MEDAN || datapost.id – Bidang Pidana Umum Kejaksaan Tinggi Sumatera Utara kembali menghentikan penuntutan 3 perkara setelah korban dan tersangkanya bersepakat berdamai guna mengembalikan keadaan kepada keadaan semula.
Kesepakatan berdamai akhirnya tercapai setelah sebelumnya, Kepala Kejaksaan Tinggi Sumatera Utara, Idianto, SH MH melakukan ekspose perkara kepada Jaksa Agung Muda Pidana Umum, Dr Fadil Zumhana yang diwakili oleh Direktur Tindak Pidana terhadap Orang dan Harta Benda pada JAM Pidum Kejagung RI, Agnes Triani SH MH beserta jajaran, Rabu (10/05/2023).

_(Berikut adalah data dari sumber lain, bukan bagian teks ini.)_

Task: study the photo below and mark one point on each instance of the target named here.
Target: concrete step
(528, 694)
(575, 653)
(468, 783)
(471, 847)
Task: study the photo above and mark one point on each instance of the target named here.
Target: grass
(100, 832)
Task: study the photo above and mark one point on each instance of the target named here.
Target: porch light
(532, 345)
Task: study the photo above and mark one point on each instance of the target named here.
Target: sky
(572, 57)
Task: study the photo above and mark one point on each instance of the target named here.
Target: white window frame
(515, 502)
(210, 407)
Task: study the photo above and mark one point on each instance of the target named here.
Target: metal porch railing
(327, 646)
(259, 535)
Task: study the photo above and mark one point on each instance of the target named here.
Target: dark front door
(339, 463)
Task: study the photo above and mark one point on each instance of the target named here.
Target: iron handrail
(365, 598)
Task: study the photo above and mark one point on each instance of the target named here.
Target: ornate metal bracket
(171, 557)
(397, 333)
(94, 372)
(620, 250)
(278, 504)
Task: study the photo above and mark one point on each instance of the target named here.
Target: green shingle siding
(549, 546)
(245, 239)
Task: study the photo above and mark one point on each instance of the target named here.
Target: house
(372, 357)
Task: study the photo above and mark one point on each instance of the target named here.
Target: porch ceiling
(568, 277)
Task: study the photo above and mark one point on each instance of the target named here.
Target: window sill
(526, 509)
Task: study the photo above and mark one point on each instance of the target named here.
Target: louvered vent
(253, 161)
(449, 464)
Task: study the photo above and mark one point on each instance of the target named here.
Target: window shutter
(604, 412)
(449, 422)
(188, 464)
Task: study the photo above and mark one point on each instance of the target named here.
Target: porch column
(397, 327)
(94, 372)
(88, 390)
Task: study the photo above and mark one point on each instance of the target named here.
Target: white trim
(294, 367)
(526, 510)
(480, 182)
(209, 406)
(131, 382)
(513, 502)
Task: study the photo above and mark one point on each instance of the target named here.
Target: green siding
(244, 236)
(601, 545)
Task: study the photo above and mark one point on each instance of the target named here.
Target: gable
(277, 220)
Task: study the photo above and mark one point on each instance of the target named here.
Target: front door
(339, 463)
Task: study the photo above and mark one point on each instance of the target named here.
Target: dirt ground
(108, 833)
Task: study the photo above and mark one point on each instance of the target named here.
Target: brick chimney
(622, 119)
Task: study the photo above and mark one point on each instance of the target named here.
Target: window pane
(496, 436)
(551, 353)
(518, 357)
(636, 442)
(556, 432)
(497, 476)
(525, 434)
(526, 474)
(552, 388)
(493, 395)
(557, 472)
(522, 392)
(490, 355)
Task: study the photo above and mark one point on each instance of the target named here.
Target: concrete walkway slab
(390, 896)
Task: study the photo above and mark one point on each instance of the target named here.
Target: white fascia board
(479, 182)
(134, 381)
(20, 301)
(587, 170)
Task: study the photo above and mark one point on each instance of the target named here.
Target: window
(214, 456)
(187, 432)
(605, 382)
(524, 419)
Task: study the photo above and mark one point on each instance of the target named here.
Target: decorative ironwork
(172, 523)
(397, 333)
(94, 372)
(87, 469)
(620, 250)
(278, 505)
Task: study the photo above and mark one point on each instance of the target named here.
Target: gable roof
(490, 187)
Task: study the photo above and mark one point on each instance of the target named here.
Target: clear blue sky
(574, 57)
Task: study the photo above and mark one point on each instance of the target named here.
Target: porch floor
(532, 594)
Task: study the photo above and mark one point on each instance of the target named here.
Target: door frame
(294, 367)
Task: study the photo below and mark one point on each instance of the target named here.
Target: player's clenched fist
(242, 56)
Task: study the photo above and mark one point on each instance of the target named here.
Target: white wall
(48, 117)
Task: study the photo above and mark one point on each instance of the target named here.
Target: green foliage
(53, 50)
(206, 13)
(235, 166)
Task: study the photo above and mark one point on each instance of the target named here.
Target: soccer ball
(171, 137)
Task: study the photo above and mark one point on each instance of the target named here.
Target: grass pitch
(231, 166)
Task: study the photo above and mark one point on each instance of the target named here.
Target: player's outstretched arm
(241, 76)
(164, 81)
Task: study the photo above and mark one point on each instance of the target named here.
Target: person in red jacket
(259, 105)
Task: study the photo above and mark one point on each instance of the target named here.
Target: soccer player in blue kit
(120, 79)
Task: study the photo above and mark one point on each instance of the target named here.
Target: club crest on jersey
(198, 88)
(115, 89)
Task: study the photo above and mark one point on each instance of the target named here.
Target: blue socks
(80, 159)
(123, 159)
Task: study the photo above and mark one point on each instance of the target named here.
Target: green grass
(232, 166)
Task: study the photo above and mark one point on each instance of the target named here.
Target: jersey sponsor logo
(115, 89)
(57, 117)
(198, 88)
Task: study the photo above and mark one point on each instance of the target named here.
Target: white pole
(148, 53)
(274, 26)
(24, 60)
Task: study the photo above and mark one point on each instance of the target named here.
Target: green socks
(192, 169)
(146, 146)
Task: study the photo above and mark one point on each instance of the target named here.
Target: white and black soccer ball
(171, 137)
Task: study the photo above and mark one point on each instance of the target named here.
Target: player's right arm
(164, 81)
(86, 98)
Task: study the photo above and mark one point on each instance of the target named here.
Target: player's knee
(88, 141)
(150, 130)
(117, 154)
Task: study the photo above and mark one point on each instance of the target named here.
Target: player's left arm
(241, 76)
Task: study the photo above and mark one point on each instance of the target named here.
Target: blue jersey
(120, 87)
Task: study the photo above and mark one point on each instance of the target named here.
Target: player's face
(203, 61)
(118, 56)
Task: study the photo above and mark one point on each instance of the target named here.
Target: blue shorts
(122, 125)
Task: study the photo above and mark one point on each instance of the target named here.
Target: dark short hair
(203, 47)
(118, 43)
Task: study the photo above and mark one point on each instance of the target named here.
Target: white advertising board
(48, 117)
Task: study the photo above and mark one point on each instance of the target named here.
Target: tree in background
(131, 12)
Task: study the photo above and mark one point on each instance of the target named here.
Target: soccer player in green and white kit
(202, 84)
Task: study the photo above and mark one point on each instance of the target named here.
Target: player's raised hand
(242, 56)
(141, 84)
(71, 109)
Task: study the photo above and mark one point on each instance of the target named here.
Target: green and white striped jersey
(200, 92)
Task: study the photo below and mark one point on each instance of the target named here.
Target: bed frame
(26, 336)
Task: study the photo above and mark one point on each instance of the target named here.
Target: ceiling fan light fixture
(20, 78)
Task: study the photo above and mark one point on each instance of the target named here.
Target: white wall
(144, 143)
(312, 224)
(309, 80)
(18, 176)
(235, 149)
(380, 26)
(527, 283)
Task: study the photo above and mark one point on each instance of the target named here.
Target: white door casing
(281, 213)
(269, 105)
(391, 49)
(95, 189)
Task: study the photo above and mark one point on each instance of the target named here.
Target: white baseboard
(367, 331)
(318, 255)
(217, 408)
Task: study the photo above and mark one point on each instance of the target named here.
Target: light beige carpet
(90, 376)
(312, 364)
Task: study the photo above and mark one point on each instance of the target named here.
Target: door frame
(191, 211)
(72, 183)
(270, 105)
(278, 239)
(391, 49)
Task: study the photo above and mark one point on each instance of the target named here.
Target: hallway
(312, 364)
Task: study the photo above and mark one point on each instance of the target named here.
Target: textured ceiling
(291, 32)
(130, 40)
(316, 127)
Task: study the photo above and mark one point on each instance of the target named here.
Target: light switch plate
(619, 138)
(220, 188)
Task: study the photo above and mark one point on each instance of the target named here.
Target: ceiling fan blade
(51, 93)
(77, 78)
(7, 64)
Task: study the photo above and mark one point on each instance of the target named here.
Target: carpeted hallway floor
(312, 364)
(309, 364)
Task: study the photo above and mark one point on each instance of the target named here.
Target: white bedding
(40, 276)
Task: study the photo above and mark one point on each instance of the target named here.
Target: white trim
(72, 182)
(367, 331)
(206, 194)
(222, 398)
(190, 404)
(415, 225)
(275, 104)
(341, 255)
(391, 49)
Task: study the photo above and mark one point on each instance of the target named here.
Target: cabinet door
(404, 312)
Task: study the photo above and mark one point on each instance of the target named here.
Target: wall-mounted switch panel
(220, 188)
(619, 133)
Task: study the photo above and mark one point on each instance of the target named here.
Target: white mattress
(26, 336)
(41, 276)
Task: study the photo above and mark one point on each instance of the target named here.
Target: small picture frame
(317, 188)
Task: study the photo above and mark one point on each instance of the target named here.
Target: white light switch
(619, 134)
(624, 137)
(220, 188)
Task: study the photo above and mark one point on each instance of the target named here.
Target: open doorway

Ekspose perkara oleh Kajati Sumut dari ruang vicon lantai 2 Kantor Kejati Sumut, juga diikuti Wakajati Sumut Joko Purwanto SH, Aspidum Luhur Istighfar, SH MH, dan para Kasi. Kegiatan ekspose juga diikuti Kajari Pematangsiantar Jurist Preciesely Sitepu, SH MH dan Kajari Tanjung Balai Rufina Br Ginting, SH MH beserta Kasi Pidum.
Menurut Kajati Sumut Idianto melalui Kasi Penkum Yos A Tarigan, SH MH bahwa perkara yang diajukan untuk dihentikan penuntutannya adalah dari Kejaksaan Negeri Pematangsiantar atasnama tersangka Firmansyah Als Aldo melanggar Pasal 362 KUHPidana. Kemudian, dari Kejaksaan Negeri Tanjung Balai atasnama tersangka Wilma Ardilla melanggar Pasal 310 ayat 1 KUHPidana dan atasnama tersangka Rexy Arda Gusema Als Rexy melanggar Pasal 44 ayat 4 UU RI No. 23 Tahun 2004 Tentang PKDRT .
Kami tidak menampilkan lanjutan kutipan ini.